La trattativa tra Confindustria e Cgil-Cisl-Uil in merito all’accordo generale, la cui firma si aspettava a cavallo dello scorso Natale, è finalmente volta al termine. Ieri mattina le Parti hanno annunciato l’intesa, i cui punti salienti – come da tempo scriviamo su queste pagine – sono due: assetti contrattuali e rappresentanza. Si tratta per ora di un’ipotesi di accordo che, dopo un passaggio negli organismi competenti, sarà finalizzata la prossima settimana (9 marzo). E, sentite le dichiarazioni delle segreterie generali, si tende a escludere possibili dietrofront.
Per quanto riguarda il modello contrattuale, naturalmente non ci sono novità rivoluzionarie e non potevano esserci visto che l’accordo arriva dopo che i contratti di settore sono stati rinnovati quasi tutti. Le novità, non sostanziali, stanno nel Tem (Trattamento economico minimo) e nel Tec (Trattamento economico complessivo), elementi certi di ogni contratto per stabilire minimi validi in tutto il settore e valorizzare quelle voci retributive (scatti, Edr, elemento perequativo, previdenza complementare, welfare) di cui vive la contrattazione.
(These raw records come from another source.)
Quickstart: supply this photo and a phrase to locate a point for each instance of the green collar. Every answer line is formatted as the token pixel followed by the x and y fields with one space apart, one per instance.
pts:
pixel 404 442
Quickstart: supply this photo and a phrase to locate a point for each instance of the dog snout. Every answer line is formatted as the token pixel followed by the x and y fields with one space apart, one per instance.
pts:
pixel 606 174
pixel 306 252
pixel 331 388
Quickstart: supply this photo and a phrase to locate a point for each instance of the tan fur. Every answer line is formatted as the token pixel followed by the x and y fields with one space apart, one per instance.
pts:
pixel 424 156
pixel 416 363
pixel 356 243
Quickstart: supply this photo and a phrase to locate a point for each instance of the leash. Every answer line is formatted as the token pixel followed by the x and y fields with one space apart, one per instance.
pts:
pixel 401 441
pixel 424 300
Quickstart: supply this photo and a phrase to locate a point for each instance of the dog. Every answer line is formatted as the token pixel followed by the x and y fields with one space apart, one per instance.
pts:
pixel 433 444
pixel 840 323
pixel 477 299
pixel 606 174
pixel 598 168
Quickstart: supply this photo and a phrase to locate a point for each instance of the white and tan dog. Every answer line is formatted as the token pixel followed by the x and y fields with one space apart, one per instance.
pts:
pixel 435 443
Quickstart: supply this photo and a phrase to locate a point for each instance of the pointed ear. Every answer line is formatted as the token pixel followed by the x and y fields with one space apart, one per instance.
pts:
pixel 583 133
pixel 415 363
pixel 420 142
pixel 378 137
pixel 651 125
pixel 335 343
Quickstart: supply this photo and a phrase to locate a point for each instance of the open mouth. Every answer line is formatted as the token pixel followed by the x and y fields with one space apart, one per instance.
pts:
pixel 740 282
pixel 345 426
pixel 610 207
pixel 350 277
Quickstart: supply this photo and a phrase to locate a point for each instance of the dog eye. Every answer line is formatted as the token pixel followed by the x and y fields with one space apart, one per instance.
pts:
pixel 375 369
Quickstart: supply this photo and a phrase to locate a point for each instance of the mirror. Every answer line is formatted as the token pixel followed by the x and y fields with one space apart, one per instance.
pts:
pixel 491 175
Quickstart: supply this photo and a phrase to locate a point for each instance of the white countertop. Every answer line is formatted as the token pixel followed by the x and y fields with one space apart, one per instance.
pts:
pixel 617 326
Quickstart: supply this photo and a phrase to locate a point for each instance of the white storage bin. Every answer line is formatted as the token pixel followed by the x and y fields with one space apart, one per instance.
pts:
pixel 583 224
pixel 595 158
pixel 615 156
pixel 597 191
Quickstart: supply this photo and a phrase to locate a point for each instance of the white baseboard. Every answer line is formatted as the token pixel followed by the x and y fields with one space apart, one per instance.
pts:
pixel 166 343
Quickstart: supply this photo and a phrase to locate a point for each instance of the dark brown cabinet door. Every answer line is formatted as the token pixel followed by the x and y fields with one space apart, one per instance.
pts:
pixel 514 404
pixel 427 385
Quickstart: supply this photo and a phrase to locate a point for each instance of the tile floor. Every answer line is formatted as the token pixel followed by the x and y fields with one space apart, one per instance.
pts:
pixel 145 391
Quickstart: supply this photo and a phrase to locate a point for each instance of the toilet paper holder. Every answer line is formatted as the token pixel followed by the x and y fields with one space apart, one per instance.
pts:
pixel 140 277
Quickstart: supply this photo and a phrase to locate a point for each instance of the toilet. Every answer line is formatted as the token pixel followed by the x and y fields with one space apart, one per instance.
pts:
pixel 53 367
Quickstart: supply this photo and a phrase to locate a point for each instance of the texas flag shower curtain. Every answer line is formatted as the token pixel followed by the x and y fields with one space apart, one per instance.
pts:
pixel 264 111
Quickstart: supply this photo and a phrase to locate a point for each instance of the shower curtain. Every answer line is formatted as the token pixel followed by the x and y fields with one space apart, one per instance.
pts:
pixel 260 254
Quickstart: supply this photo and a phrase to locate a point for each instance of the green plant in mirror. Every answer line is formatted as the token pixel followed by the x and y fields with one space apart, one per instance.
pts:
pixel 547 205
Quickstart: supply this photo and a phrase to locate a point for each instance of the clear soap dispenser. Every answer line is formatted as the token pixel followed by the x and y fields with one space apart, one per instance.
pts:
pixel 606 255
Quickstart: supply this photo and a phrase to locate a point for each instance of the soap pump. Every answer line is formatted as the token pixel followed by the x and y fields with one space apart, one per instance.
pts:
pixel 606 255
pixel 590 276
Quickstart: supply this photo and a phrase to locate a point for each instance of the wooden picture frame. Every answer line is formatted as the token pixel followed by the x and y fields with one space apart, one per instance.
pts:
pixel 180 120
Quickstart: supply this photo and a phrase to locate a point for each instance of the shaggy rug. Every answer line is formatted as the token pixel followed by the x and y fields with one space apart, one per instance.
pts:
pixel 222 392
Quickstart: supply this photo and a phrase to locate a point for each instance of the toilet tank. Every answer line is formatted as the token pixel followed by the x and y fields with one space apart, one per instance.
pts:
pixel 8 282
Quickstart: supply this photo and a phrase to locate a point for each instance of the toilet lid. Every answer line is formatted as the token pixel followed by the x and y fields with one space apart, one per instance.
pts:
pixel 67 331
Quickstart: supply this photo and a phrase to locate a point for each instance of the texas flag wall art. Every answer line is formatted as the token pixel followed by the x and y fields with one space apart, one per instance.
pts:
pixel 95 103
Circa i criteri di rappresentatività, le Parti si avviano unitariamente non solo alla definizione degli stessi – anche per la parte datoriale, e questa è una novità assoluta -, ma anche al possibile recepimento del legislatore di un avviso comune o disegno di legge. Naturalmente, l’obiettivo è quello di realizzare l’efficacia erga omnes dei contratti con una legge sulla rappresentanza visto che, a oggi, sono 868 i contratti depositati al Cnel di cui 500 presentano minimi retributivi più bassi del 30% rispetto a quanto definito nel perimetro delle Confederazioni maggioritarie. Da questo punto di vista, il Testo Unico sulla Rappresentanza (2014) ha avuto un effetto molto debole e, a questo punto, solo la legge può sanare questo vulnus fissando una volta per tutte criteri e requisiti minimi di rappresentatività.
Non siamo in presenza di una rivoluzione copernicana delle relazioni industriali, va tuttavia richiamata l’importanza di questo accordo che innanzitutto – a pochi giorni dalla fine di una delle peggiori campagne elettorali che la storia ricordi – mostra quanto il sindacato sia messo un po’ meglio della politica; in secondo luogo, la contrattazione è sempre più fattore strategico per il mercato: ecco che dare certezza a chi contratta sarà fatto determinante, anche in virtù della trasformazione di Industry4.0: politiche attive, formazione continua e welfare contrattuale più in generale saranno aspetti decisivi del prossimo decennio. Va detto che anche la politica ha costruito in questo senso un ponte importante (piano Calenda e detassazione salario di produttività), volto a rafforzare il lavoro delle Parti per crescere innovazione, efficenza, produttività e competitività delle imprese.
Un passo in avanti, in sintesi, certamente utile per il sistema. Ma fino a quando il decisore politico non interverrà sull’economia in modo strutturale – leggi riforma fiscale – il sistema imprese continuerà a faticare. Siamo all’inizio di una legislatura, il momento è propizio. Non a caso c’è chi sventola la bandiera della Flat Tax. Al di là del fatto che sulla soluzione si può discutere, auspichiamo che l’argomento finisca presto al centro dell’agenda politica. Un serio intervento sul fisco potrebbe rilanciare le imprese e il ruolo di chi contratta e produrre davvero un cambio di passo.